A popular program in Boulder, Colo., has already been temporarily suspended. Others are still accepting applications but are not currently approving new financing, according to Cliff Stanton, vice president of marketing for Renewable Funding which administers GreenFinanceSF, a PACE program in San Francisco.

Although relatively new, PACE programs have become very popular in a short period of time. Berkeley's program was over-subscribed almost immediately. Since then, 13 states passed legislation enabling PACE financing and two more are considering it.

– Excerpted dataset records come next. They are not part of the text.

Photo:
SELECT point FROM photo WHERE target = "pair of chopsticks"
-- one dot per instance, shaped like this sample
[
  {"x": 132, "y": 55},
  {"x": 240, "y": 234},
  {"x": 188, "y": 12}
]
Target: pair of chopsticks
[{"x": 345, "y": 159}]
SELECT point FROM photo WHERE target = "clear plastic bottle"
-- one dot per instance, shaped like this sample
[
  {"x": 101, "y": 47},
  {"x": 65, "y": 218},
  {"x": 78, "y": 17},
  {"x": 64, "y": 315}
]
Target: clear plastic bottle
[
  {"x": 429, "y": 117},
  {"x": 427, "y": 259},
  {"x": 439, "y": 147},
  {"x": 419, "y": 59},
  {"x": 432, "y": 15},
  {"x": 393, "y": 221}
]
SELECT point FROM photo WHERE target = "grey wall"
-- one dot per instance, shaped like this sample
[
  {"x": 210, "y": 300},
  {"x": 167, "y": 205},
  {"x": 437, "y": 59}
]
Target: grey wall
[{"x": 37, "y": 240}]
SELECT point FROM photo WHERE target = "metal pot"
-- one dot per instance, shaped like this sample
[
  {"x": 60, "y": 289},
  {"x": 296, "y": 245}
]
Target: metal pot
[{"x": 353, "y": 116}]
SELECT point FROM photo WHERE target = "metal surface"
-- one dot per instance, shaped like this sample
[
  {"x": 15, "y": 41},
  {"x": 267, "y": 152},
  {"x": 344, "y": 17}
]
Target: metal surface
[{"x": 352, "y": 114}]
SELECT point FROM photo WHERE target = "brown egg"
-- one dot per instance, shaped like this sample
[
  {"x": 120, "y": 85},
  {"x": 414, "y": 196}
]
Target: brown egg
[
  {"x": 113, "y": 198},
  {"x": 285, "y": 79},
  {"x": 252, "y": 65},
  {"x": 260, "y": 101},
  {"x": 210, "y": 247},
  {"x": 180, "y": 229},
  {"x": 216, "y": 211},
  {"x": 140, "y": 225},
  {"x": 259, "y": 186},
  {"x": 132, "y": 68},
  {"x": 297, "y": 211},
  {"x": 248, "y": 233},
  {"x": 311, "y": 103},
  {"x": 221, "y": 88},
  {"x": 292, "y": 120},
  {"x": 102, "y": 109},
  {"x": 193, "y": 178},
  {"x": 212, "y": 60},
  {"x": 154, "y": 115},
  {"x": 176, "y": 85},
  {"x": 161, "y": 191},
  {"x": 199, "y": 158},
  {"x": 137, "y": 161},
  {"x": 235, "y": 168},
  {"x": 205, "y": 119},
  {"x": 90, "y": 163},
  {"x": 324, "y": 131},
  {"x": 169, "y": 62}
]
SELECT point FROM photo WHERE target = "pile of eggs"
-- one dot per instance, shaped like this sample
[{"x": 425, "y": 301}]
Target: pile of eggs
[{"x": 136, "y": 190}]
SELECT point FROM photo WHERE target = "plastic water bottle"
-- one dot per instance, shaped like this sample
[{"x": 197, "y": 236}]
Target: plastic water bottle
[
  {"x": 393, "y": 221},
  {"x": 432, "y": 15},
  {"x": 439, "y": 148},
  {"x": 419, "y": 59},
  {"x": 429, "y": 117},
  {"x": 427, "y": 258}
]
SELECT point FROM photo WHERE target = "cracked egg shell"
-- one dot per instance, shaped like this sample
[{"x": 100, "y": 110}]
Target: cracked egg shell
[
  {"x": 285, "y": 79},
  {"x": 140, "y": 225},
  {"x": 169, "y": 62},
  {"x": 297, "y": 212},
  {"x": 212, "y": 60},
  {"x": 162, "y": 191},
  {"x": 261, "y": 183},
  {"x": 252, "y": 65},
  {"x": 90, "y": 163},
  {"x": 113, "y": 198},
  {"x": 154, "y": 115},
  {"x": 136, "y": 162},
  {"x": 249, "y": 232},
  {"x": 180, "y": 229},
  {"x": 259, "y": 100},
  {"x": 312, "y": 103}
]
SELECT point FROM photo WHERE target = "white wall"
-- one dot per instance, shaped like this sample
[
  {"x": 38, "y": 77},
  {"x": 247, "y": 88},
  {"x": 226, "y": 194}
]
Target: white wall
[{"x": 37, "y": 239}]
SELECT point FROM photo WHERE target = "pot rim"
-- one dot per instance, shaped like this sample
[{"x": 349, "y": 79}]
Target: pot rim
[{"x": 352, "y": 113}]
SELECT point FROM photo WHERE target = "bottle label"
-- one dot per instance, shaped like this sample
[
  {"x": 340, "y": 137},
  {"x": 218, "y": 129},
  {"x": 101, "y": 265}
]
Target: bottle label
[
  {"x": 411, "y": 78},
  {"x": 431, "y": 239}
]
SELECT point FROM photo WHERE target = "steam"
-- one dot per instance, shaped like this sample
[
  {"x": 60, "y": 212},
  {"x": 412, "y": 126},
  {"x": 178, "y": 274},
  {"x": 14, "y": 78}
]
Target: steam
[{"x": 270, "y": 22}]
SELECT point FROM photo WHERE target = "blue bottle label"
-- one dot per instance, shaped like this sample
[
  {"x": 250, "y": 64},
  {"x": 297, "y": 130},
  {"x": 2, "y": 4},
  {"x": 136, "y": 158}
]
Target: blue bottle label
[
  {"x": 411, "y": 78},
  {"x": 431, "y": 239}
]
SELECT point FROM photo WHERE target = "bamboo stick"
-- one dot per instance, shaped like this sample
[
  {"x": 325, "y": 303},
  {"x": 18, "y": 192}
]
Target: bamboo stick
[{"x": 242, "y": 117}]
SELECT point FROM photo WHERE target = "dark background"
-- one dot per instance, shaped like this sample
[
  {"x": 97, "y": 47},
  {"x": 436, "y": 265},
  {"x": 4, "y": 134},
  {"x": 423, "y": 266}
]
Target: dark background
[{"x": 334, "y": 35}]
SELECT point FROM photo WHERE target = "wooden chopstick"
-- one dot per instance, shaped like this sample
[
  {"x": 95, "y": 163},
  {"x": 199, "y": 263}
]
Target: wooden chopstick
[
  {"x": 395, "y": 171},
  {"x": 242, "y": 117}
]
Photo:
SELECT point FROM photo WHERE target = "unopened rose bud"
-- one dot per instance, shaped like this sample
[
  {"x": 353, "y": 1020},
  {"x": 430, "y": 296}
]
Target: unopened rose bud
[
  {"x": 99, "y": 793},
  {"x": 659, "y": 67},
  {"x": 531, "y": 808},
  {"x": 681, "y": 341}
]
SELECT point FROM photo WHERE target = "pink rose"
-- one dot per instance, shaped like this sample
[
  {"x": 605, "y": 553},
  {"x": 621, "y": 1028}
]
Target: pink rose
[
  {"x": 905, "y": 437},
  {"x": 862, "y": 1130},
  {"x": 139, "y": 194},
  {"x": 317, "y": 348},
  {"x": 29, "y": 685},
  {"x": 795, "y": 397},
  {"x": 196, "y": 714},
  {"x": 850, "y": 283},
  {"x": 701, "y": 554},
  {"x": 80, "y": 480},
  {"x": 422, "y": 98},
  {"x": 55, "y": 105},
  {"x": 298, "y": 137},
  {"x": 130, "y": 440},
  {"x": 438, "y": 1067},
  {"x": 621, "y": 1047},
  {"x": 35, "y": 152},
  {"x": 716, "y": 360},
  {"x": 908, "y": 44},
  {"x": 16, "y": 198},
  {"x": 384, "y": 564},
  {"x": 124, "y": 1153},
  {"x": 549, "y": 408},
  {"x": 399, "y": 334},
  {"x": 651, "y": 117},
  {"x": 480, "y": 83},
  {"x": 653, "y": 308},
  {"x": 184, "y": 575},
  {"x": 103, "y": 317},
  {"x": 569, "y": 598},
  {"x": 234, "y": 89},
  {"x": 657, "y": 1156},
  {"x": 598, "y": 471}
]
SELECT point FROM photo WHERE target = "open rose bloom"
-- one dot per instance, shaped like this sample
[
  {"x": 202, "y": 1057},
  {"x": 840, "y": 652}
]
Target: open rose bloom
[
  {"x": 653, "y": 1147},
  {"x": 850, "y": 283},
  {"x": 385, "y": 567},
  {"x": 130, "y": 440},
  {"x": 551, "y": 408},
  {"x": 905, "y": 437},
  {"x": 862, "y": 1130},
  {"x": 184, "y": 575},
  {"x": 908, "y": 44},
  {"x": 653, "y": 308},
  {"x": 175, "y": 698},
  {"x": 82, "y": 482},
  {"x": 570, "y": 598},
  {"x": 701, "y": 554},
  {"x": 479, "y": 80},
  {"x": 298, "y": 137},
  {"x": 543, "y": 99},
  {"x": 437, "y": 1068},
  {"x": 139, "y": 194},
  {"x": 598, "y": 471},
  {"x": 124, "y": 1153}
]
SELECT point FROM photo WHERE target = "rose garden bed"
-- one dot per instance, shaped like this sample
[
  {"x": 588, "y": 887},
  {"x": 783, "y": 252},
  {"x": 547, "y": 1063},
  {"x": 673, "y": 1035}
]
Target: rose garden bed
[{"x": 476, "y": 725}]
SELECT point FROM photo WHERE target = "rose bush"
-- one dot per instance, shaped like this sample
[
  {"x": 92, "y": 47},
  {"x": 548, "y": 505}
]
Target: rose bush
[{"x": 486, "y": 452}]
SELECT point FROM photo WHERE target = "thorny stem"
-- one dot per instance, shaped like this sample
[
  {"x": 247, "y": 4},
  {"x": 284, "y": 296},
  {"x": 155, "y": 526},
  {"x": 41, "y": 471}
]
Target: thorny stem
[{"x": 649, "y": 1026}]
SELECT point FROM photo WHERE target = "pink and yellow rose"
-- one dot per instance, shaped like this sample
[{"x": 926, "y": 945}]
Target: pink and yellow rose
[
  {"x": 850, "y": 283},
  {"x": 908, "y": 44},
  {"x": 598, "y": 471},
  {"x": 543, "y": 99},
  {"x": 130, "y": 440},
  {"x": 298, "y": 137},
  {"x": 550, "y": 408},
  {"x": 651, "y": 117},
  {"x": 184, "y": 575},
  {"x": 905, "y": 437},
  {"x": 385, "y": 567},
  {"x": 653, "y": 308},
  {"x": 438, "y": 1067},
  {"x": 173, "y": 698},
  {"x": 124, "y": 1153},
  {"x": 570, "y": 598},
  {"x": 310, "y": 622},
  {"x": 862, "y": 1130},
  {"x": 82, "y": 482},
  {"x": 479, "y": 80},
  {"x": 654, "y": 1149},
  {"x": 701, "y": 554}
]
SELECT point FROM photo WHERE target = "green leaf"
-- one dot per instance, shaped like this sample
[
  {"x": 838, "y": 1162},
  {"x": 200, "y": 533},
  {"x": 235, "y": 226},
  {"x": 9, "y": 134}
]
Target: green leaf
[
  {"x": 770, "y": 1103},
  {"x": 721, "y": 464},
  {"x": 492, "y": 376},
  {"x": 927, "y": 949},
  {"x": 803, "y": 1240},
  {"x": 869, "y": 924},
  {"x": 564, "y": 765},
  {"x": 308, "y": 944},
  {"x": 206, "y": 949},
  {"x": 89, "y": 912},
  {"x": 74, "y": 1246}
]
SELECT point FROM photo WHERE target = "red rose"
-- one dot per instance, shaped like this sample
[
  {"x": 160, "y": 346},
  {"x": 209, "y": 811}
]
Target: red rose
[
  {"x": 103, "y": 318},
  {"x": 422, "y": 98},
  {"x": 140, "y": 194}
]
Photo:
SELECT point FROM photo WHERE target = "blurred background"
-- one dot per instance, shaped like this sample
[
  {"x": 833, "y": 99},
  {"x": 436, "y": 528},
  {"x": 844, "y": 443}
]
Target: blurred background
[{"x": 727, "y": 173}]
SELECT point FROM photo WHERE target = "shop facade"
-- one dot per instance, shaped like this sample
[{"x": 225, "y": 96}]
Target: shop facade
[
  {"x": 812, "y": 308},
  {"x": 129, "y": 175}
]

Fannie and Freddie’s actions could have a chilling affect on how the investment market views PACE financing, says Jules Bailey, principal of Portland-based Pareto Global and co-author of a report called "Energizing Cities: New Models for Driving Clean Energy Investment," released in June by Seattle-based Climate Solutions. However, it is not the only, nor is it necessarily the best, mechanism for financing energy efficiency loans, he says.

Senior liens have about 10 percent higher administration costs than on-bill financing, or adding loan payments to energy bills, Bailey says. With interest rates for on-bill financing—which like PACE loans usually range from $5,000 to $10,000—between 4 percent and 5 percent right now, payback costs could be comparable. On the other hand, transferring a secondary lien from a seller to a buyer "can be cumbersome," Bailey says.

"When you’re looking at a $10,000 loan in relation to a $250,000 house, $10,000 as part of that larger package isn’t a huge risk to a banker," he says.

Stanton of GreenFinanceSF says there are numerous agencies, including the White House and U.S. Department of Energy, working to protect both lenders and consumers.

The Federal Housing Finance Administration, which oversees Fannie and Freddie, says it will issue further clarification for lenders regarding the potential for Fannie’s and Freddie’s purchasing of loans that include PACE financing liens soon.